125GB Ram, and the normal traffic 900 Mb/s

  description: Ethernet interface
   product: 82599ES 10-Gigabit SFI/SFP+ Network Connection
   vendor: Intel Corporation
   physical id: 0
   bus info: pci@0000:95:00.0
   logical name: eth12
   version: 01
   serial: 90:e2:ba:a0:78:20
   size: 10Gbit/s
   capacity: 10Gbit/s
   width: 64 bits
   clock: 33MHz
   capabilities: pm msi msix pciexpress vpd bus_master cap_list rom ethernet physical fibre 10000bt-fd
   configuration: autonegotiation=off broadcast=yes driver=ixgbe driverversion=5.1.0-k duplex=full firmware=0x8000081f latency=0 link=yes multicast=yes port=fibre promiscuous=yes speed=10Gbit/s
   resources: irq:44 memory:c0c00000-c0cfffff ioport:9fc0(size=32) memory:c0afc000-c0afffff memory:c0a00000-c0a7ffff memory:c0100000-c01fffff memory:c0200000-c02fffff

suricata.yaml (58.0 KB)

afpacket_f.yaml (176 Bytes)

Any advice on something that could change? Having a 10% drop would be enough, we do not understand why this probe loses so many packages

Regards,

3

There could be many reasons why; some of them are

  • Traffic rate imbalance. What are the traffic rates seen by each probe? Is it equally distributed?
  • Traffic disparities. Is the sensor that’s dropping packets seeing large (elephant) high-speed flows?
  • Hardware differences. Are each of the sensors identical with respect to hardware configuration?
  • OS. Same question but I’m assuming they are all running the same OS/patch levels
  • Suricata version.

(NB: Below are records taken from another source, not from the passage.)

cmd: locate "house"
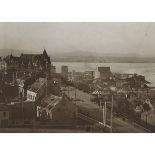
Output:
[0,104,9,128]
[98,67,112,79]
[37,94,77,124]
[7,101,37,127]
[27,78,47,102]
[61,66,68,78]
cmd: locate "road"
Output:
[62,87,148,133]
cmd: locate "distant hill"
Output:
[0,49,155,63]
[51,51,155,63]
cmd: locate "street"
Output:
[62,87,146,133]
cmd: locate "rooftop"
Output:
[29,78,46,92]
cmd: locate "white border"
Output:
[0,0,155,155]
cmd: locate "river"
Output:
[53,62,155,86]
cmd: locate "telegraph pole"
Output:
[111,94,114,132]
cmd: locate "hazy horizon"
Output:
[0,22,155,57]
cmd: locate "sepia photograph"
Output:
[0,22,155,133]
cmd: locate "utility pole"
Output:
[111,94,114,132]
[104,102,107,126]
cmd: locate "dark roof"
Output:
[0,104,8,111]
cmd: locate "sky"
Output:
[0,22,155,56]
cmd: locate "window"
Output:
[3,112,6,117]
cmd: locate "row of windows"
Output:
[27,94,36,101]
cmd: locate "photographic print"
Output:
[0,22,155,133]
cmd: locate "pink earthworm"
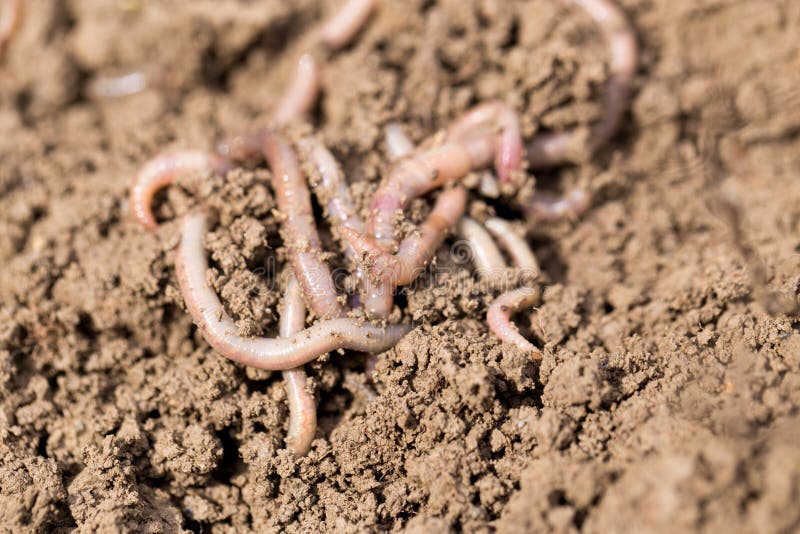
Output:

Which Suricata version are you using?
  • Suricata rulesets. I’d expect that there is one ruleset loaded on each of the sensors.
  • Resource allocation. Are the CPU cores used by Suricata isolated? That is, protected so that Linux doesn’t schedule other jobs on them? See isolcpus for reference.

This list is by no means complete but is a starting point to begin characterization of what might be occurring.